The Economic Impact of Varicose Veins on Healthcare Systems
**Disclaimer:** This article is for informational purposes only and does not constitute medical advice. Always consult a qualified healthcare professional for diagnosis and treatment of any medical condition.
Introduction: The Silent Burden of Varicose Veins
Varicose veins (VVs) and their more severe manifestation, Chronic Venous Insufficiency (CVI), represent a significant yet often underestimated public health challenge. Beyond the visible cosmetic concerns, these conditions are associated with a spectrum of debilitating symptoms, including pain, swelling, skin changes, and non-healing ulcers, profoundly impacting patients\' quality of life [1]. The pervasive nature of CVI and VVs extends beyond individual suffering, imposing a substantial economic burden on healthcare systems globally. This article delves into the multifaceted economic impact of varicose veins, examining direct and indirect costs, treatment landscapes, and disparities in care, with a focus on the implications for healthcare systems.

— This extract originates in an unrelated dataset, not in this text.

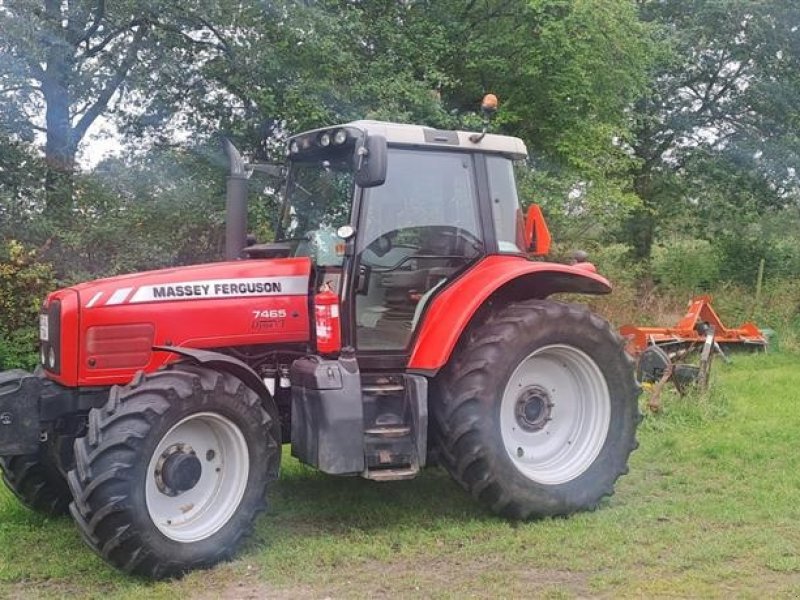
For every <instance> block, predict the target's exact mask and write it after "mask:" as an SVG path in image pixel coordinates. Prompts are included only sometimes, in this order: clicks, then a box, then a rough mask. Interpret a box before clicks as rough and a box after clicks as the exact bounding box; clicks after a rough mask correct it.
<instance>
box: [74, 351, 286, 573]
mask: <svg viewBox="0 0 800 600" xmlns="http://www.w3.org/2000/svg"><path fill="white" fill-rule="evenodd" d="M269 404H272V403H271V402H270V403H269ZM279 441H280V423H279V420H278V417H277V411H276V409H275V406H274V405H268V406H265V403H262V402H261V399H260V398H259V397H258V395H257V394H256V393H255V392H254V391H252V390H251V389H249V388H247V387H246V386H245V385H244V384H243V383H242V382H241V381H240V380H238V379H237V378H235V377H233V376H232V375H229V374H224V373H219V372H217V371H213V370H210V369H206V368H203V367H195V366H190V365H186V364H179V365H177V366H175V367H173V368H169V369H166V370H163V371H158V372H156V373H153V374H149V375H144V374H142V373H140V374H138V375H137V376H136V377H135V378H134V380H133V382H132V383H131V384H130V385H128V386H126V387H118V386H115V387H114V388H112V389H111V392H110V394H109V399H108V402H107V403H106V405H105V406H104V407H102V408H98V409H93V410H92V411H91V412H90V413H89V429H88V432H87V435H86V437H83V438H80V439H78V440H76V441H75V459H76V468H75V469H73V470H72V471H70V472H69V476H68V481H69V486H70V488H71V490H72V494H73V496H74V498H75V500H74V502H73V503H72V505H71V506H70V510H71V512H72V516H73V517H74V518H75V521H76V522H77V524H78V527H79V528H80V531H81V533H82V535H83V537H84V539H85V541H86V542H87V543H88V544H89V546H91V547H92V548H93V549H94V550H95V551H96V552H97V553H98V554H100V556H102V557H103V558H104V559H105V560H106V561H108V562H109V563H111V564H112V565H114V566H115V567H117V568H119V569H121V570H123V571H125V572H127V573H131V574H136V575H143V576H147V577H151V578H156V579H160V578H164V577H172V576H179V575H182V574H183V573H186V572H188V571H190V570H193V569H198V568H205V567H209V566H212V565H214V564H216V563H218V562H221V561H223V560H227V559H228V558H230V557H231V556H232V555H233V554H234V552H235V551H236V550H237V548H238V547H239V545H240V544H241V542H242V541H243V539H244V538H245V536H246V535H247V534H248V533H249V532H250V531H251V530H252V527H253V523H254V520H255V518H256V516H257V515H258V513H259V512H261V511H262V510H264V509H265V507H266V492H267V487H268V484H269V483H270V481H272V480H273V479H275V478H277V476H278V469H279V467H280V456H281V446H280V443H279Z"/></svg>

Understanding Varicose Veins and Chronic Venous Insufficiency
Varicose veins are enlarged, twisted veins, most commonly appearing in the legs and feet. They are a clinical manifestation of Chronic Venous Insufficiency (CVI), a progressive condition characterized by persistent, chronic ambulatory venous hypertension [2]. This hypertension arises from dysfunctional venous valves, leading to blood reflux and pooling in the lower extremities. The severity of CVI is systematically categorized by the Clinical-Etiology-Anatomic-Pathophysiology (CEAP) classification system, which ranges from C0 (no visible signs of venous disease) to C6 (active venous ulceration) [3].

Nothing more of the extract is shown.